If I was going to write extruded fantasy product, I'd have to write it from the point of view of the young lad growing up with poor but honest folks somewhere in middle earth who discovers that he's destined to grow up to be the Dark Lord, overthrow the established order, and start a revolution.
- Charles Stross


As I've previously noted, and Charlie goes on to explain in his post, the problem is not Dark lords, it's having any lords.

At the time Charlie's agent said this was going to alienate his readers. However 10 years have passed since then, and fantasy is dark and gritty and the new weird is being overtaken by the new swords and sorcery[1]. Some authors have begun approaching this idea. The Steel Remains by Richard Morgan seems to be heading this way at the end (and it's publication date is around now, I type this so maybe we'll find out! Book Tralier here). K J Parker's novels are more tragedies, but from a certain point of view her protagonists who are so obsessed with their goals that they will tear down the world could be Dark Lords[2].

A really interesting one is in Well of Darkness, the first in the Sovereign Stone Trilogy by Tracey Hickman and Margaret Weis.

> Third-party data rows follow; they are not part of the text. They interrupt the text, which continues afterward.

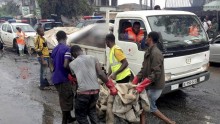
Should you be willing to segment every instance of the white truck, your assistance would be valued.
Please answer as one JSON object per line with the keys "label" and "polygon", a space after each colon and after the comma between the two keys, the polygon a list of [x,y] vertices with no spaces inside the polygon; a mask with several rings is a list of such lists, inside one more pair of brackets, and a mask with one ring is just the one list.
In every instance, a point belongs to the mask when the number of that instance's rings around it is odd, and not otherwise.
{"label": "white truck", "polygon": [[[166,80],[163,93],[193,86],[209,79],[209,41],[202,23],[193,13],[167,10],[117,13],[113,34],[116,44],[126,54],[133,76],[140,71],[145,53],[141,44],[123,37],[125,28],[132,26],[134,22],[140,22],[141,30],[145,32],[144,38],[151,31],[160,34],[158,47],[164,55]],[[192,26],[196,26],[197,35],[191,35]],[[102,31],[104,32],[104,29]],[[96,32],[96,30],[91,32]],[[88,34],[83,35],[82,38],[86,42],[71,38],[69,38],[69,42],[71,45],[80,45],[86,54],[97,57],[102,63],[103,69],[108,70],[109,48],[105,45],[104,37],[102,37],[102,42],[96,42],[94,38],[94,41],[91,41],[92,38]]]}

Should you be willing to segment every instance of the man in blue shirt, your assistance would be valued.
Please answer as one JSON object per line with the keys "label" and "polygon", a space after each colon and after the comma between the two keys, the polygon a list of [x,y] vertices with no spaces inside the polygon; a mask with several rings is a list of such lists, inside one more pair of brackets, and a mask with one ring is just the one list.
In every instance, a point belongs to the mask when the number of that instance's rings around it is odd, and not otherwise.
{"label": "man in blue shirt", "polygon": [[67,124],[76,120],[72,118],[70,113],[73,110],[73,91],[68,79],[71,54],[70,48],[66,45],[66,33],[59,31],[56,37],[59,44],[53,49],[51,55],[54,65],[52,81],[59,93],[60,107],[63,114],[62,124]]}

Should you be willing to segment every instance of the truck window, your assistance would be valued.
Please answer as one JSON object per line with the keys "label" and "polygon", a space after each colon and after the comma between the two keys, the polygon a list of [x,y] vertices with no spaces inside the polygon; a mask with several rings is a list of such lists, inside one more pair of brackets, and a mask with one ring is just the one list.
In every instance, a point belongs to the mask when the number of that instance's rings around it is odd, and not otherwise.
{"label": "truck window", "polygon": [[7,32],[8,32],[8,33],[12,33],[12,29],[11,29],[11,26],[10,26],[10,25],[8,25],[8,27],[7,27]]}
{"label": "truck window", "polygon": [[166,51],[198,48],[208,44],[206,33],[196,16],[161,15],[147,17],[152,31],[159,32]]}
{"label": "truck window", "polygon": [[119,40],[135,42],[138,47],[145,42],[147,31],[143,21],[137,19],[122,19],[119,22]]}
{"label": "truck window", "polygon": [[5,32],[7,32],[7,24],[3,24],[3,25],[2,25],[2,30],[5,31]]}

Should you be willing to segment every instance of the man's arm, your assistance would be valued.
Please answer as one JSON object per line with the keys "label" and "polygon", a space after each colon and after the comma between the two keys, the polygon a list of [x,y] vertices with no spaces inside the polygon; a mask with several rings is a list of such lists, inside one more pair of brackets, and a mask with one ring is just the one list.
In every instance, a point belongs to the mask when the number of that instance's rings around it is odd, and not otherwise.
{"label": "man's arm", "polygon": [[112,74],[112,69],[111,69],[111,66],[109,65],[109,67],[108,67],[108,77],[110,76]]}
{"label": "man's arm", "polygon": [[151,74],[148,76],[148,79],[152,82],[155,82],[162,73],[161,67],[163,64],[163,56],[161,54],[155,54],[151,59]]}
{"label": "man's arm", "polygon": [[121,73],[123,70],[125,70],[128,67],[128,61],[127,59],[123,59],[121,60],[121,67],[115,72],[115,75],[118,75],[119,73]]}
{"label": "man's arm", "polygon": [[114,73],[111,74],[111,78],[115,80],[116,76],[128,67],[128,61],[122,52],[122,50],[115,50],[115,58],[121,62],[121,67]]}
{"label": "man's arm", "polygon": [[107,83],[108,82],[108,77],[103,72],[98,60],[96,60],[96,66],[95,67],[96,67],[96,72],[97,72],[98,77],[102,80],[102,82]]}
{"label": "man's arm", "polygon": [[63,67],[65,68],[65,69],[69,69],[69,63],[70,63],[70,61],[71,61],[71,54],[70,54],[70,52],[69,52],[69,50],[65,53],[65,55],[64,55],[64,64],[63,64]]}

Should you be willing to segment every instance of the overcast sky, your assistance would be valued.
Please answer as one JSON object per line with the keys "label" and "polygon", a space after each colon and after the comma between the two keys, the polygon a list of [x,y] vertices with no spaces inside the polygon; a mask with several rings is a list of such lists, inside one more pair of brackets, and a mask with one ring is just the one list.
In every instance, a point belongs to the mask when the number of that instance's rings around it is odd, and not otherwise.
{"label": "overcast sky", "polygon": [[[142,0],[144,1],[144,0]],[[150,0],[148,0],[150,1]],[[139,0],[118,0],[118,4],[124,4],[124,3],[139,3]],[[149,4],[150,2],[148,2]],[[150,4],[149,4],[150,5]],[[155,5],[160,5],[161,8],[165,7],[165,0],[155,0]]]}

It has interesting twists on regular fantasy tropes (Japanese Elves, Horse Nomad Dwarves, Seagoing Orcs) and a clear and smart turning to the dark side of the protagonist. It all turns crap in the second novel, and I never finished it. Something similar happened to this reviewer.

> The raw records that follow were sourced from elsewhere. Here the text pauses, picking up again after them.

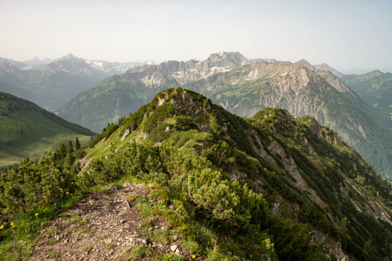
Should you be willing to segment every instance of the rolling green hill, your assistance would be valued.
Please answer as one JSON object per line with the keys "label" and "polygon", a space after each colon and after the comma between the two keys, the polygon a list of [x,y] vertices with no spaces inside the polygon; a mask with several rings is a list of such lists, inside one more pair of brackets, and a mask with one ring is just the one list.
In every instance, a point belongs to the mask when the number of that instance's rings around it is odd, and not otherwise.
{"label": "rolling green hill", "polygon": [[38,158],[76,137],[86,145],[93,135],[30,101],[0,92],[0,166]]}

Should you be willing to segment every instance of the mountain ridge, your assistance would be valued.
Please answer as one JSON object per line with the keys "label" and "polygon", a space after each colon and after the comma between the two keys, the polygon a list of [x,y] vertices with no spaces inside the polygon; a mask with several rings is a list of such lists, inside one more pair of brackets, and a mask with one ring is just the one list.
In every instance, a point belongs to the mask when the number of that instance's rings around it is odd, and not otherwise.
{"label": "mountain ridge", "polygon": [[[225,60],[223,55],[229,59]],[[295,117],[315,117],[321,124],[338,131],[383,175],[392,172],[388,163],[391,159],[389,141],[382,140],[392,137],[382,133],[390,133],[387,115],[379,115],[332,73],[317,69],[304,60],[252,63],[239,53],[222,52],[203,60],[144,65],[105,79],[57,112],[97,131],[107,122],[135,111],[154,92],[178,86],[200,92],[231,112],[247,117],[267,107],[286,109]],[[104,98],[109,93],[113,101]],[[96,111],[94,105],[104,101],[108,107]],[[94,109],[89,109],[89,105]],[[93,123],[81,112],[94,115]]]}

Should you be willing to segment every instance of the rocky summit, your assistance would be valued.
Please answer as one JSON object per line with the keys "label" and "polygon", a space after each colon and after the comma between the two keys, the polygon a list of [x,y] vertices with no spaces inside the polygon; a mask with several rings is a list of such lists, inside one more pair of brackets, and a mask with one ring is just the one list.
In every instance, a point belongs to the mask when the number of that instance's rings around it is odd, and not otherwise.
{"label": "rocky summit", "polygon": [[252,61],[238,53],[221,52],[187,62],[143,65],[105,79],[57,112],[99,132],[108,122],[135,112],[159,91],[181,86],[239,115],[252,117],[271,107],[296,117],[314,117],[388,177],[392,171],[389,116],[366,103],[327,66],[313,66],[304,60],[274,62]]}
{"label": "rocky summit", "polygon": [[30,260],[391,257],[390,183],[314,118],[240,117],[171,88],[84,149],[2,175],[3,229],[19,238],[0,256],[16,244]]}

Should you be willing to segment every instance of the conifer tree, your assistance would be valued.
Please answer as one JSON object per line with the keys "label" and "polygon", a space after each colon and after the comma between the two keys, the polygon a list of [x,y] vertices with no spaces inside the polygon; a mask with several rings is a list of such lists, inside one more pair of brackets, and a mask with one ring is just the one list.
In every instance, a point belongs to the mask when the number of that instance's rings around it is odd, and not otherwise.
{"label": "conifer tree", "polygon": [[67,154],[69,155],[74,152],[74,145],[72,144],[71,140],[68,140],[67,143]]}
{"label": "conifer tree", "polygon": [[65,145],[63,142],[61,142],[60,144],[59,144],[59,146],[56,150],[59,159],[61,160],[61,159],[65,158],[65,156],[67,154],[67,148],[65,147]]}
{"label": "conifer tree", "polygon": [[80,142],[79,142],[79,139],[78,137],[75,138],[75,150],[78,150],[81,148]]}

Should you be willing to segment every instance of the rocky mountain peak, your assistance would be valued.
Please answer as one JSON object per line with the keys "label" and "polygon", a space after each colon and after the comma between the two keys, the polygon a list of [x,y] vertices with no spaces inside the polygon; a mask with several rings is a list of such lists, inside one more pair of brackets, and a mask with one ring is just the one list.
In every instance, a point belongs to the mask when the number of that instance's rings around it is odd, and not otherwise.
{"label": "rocky mountain peak", "polygon": [[208,59],[212,61],[222,59],[226,62],[232,63],[234,65],[243,65],[250,64],[251,61],[246,57],[238,53],[221,51],[210,55]]}
{"label": "rocky mountain peak", "polygon": [[294,63],[293,64],[295,64],[296,65],[298,65],[299,66],[304,66],[307,68],[310,69],[310,70],[314,71],[314,67],[310,64],[310,63],[308,62],[305,59],[300,60],[300,61]]}
{"label": "rocky mountain peak", "polygon": [[79,60],[79,58],[70,53],[67,55],[63,56],[59,60]]}
{"label": "rocky mountain peak", "polygon": [[332,72],[335,76],[338,78],[340,78],[342,76],[344,75],[343,73],[339,72],[337,70],[334,69],[325,63],[321,64],[317,64],[314,65],[314,68],[320,71],[327,71]]}

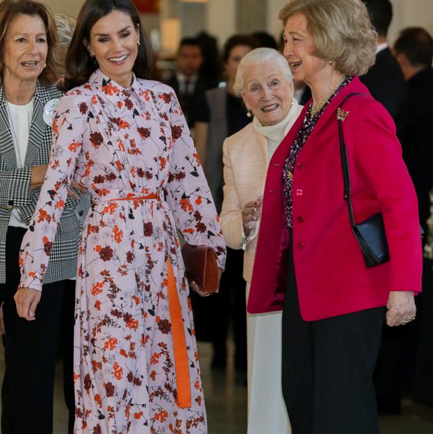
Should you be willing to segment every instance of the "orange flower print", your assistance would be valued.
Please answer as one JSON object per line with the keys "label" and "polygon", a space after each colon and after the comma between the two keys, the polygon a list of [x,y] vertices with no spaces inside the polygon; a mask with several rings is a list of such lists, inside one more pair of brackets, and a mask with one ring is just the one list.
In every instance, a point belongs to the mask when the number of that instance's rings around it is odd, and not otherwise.
{"label": "orange flower print", "polygon": [[113,232],[114,234],[114,241],[117,243],[117,244],[122,243],[122,240],[123,239],[123,231],[119,229],[119,227],[116,225],[113,230]]}

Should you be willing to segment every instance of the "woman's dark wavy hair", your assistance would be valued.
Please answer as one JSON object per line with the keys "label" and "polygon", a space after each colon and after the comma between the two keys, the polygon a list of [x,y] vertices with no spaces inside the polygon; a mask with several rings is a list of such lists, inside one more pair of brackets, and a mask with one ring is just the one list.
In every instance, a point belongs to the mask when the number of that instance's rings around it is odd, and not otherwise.
{"label": "woman's dark wavy hair", "polygon": [[113,10],[120,10],[129,15],[136,29],[138,29],[140,44],[132,70],[138,78],[149,78],[152,67],[152,48],[132,0],[85,0],[76,19],[75,32],[66,55],[63,90],[84,84],[98,68],[85,47],[90,39],[92,27],[97,21]]}
{"label": "woman's dark wavy hair", "polygon": [[38,79],[42,85],[49,86],[56,83],[59,75],[59,62],[55,49],[57,45],[57,29],[49,8],[33,0],[3,0],[0,3],[0,79],[3,76],[5,39],[10,24],[18,15],[39,17],[45,25],[48,45],[47,66]]}

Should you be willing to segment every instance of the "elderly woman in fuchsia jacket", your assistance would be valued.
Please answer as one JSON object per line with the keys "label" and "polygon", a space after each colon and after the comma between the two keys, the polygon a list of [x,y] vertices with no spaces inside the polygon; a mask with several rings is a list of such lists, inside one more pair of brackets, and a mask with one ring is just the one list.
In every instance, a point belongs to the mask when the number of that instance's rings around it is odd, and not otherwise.
{"label": "elderly woman in fuchsia jacket", "polygon": [[[377,434],[382,326],[413,319],[420,291],[416,197],[392,118],[357,77],[373,64],[377,41],[362,2],[293,0],[280,17],[284,55],[313,99],[270,162],[248,311],[283,310],[293,434]],[[343,104],[352,93],[361,95]],[[344,199],[342,104],[354,220],[382,214],[389,245],[389,261],[372,268]]]}

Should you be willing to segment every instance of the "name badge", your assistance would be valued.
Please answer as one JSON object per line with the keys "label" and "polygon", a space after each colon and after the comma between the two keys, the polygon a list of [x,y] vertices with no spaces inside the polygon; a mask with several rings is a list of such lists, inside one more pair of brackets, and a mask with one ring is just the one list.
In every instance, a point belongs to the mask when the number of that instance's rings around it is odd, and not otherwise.
{"label": "name badge", "polygon": [[44,122],[49,127],[53,124],[54,110],[56,110],[56,107],[57,107],[57,104],[60,100],[60,98],[50,99],[44,107]]}

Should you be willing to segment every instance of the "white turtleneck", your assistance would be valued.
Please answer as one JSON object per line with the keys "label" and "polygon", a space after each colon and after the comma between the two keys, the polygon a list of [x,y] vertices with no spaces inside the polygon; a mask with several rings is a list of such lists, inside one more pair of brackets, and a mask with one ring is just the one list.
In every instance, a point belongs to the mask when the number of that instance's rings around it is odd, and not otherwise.
{"label": "white turtleneck", "polygon": [[252,126],[256,133],[263,136],[266,139],[266,150],[268,151],[268,163],[270,161],[272,154],[283,138],[291,129],[302,109],[295,98],[292,99],[292,104],[287,113],[287,116],[281,122],[275,125],[263,127],[256,116],[252,121]]}
{"label": "white turtleneck", "polygon": [[[303,106],[299,104],[295,98],[292,98],[292,104],[287,113],[287,116],[281,122],[275,125],[268,125],[263,127],[259,119],[256,116],[252,120],[252,127],[255,131],[263,136],[266,140],[266,152],[268,154],[268,164],[270,161],[275,150],[279,147],[279,144],[283,141],[286,134],[288,130],[293,127],[293,124],[297,119],[300,113],[302,110]],[[247,243],[254,239],[257,235],[259,226],[260,225],[260,218],[257,221],[255,229],[252,230],[247,236],[245,236],[243,230],[243,223],[241,223],[241,234],[243,239],[243,249],[245,250]]]}

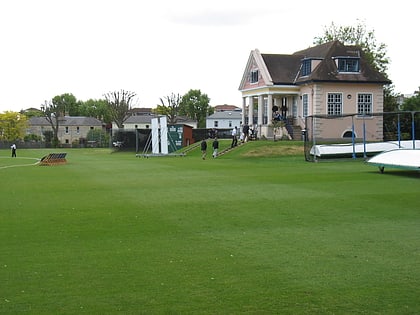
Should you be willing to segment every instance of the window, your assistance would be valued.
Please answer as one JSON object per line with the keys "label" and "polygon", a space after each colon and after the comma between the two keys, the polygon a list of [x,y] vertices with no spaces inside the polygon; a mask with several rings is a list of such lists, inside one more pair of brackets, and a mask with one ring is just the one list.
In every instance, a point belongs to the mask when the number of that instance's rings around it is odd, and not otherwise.
{"label": "window", "polygon": [[251,83],[257,83],[258,82],[258,70],[252,70],[251,71]]}
{"label": "window", "polygon": [[372,94],[361,93],[357,95],[357,113],[370,115],[372,113]]}
{"label": "window", "polygon": [[302,107],[303,107],[303,117],[308,116],[308,94],[302,95]]}
{"label": "window", "polygon": [[304,59],[302,61],[302,71],[301,76],[309,75],[311,73],[311,60],[310,59]]}
{"label": "window", "polygon": [[327,114],[341,115],[343,104],[343,95],[341,93],[328,93],[327,96]]}
{"label": "window", "polygon": [[359,72],[359,58],[339,58],[337,67],[339,72]]}

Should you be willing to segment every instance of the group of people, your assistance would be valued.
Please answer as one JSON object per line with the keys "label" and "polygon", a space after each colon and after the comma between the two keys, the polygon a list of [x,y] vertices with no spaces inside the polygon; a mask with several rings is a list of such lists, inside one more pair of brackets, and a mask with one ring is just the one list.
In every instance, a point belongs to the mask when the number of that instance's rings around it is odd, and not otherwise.
{"label": "group of people", "polygon": [[[212,143],[212,148],[213,148],[213,158],[216,158],[217,155],[219,154],[219,140],[217,140],[217,137],[215,137],[213,139],[213,143]],[[207,156],[207,141],[206,139],[203,139],[203,141],[201,141],[201,158],[203,160],[206,159]]]}
{"label": "group of people", "polygon": [[[256,130],[250,128],[249,125],[245,124],[242,127],[242,132],[238,130],[238,127],[235,126],[231,132],[232,143],[231,148],[238,145],[238,135],[241,142],[247,142],[250,138],[256,138]],[[217,131],[209,131],[209,138],[213,138],[212,148],[213,148],[213,158],[216,158],[219,154],[219,141],[217,140]],[[207,141],[203,139],[201,141],[201,158],[203,160],[207,157]]]}
{"label": "group of people", "polygon": [[238,135],[241,142],[247,142],[249,139],[257,138],[257,130],[245,124],[242,127],[242,132],[240,132],[238,127],[235,126],[232,129],[232,143],[230,145],[232,148],[238,145]]}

A Dark Lord is a fantasy supervillain. Supervillains tend to have the problem of motivation. Here though, that's easy. Nobles are bad. Even good ones. Magicians keep secrets, secrets that could benefit everyone. Elves tell us they're better than us, and when we ask for help, they tell us we can never be good enough. The king fights his war against the orcs, and we do most of the dying, but when we go home, he goes to a palace to hear songs of his deeds, and we go home to find we've missed the harvest, and taxes have been raised to pay for the war, and rebuilding the city. "If you do what we say, we will protect you" they say. And we do what they say, and we do all the work of protecting, and when we get home the village has been burnt by raiders and it turns out what we've been protecting is the nobles.

I think I'm on to something here.

[1] Probably not. But The New Swords and Sorcery is the subtitle of Swords and Dark Magic, an excellent anthology of stories from this subgenre.
[2] The real difference is that most of them aren't doing it because they think it's the right thing to do, as heroes do. Rather than gloss over the fact that saving the city will require the deaths of an entire nation doesn't matter, because they're just orcs, Parker's characters will acknowledge that these are real people and go ahead and kill them anyway. AND IT WON'T SAVE THE CITY.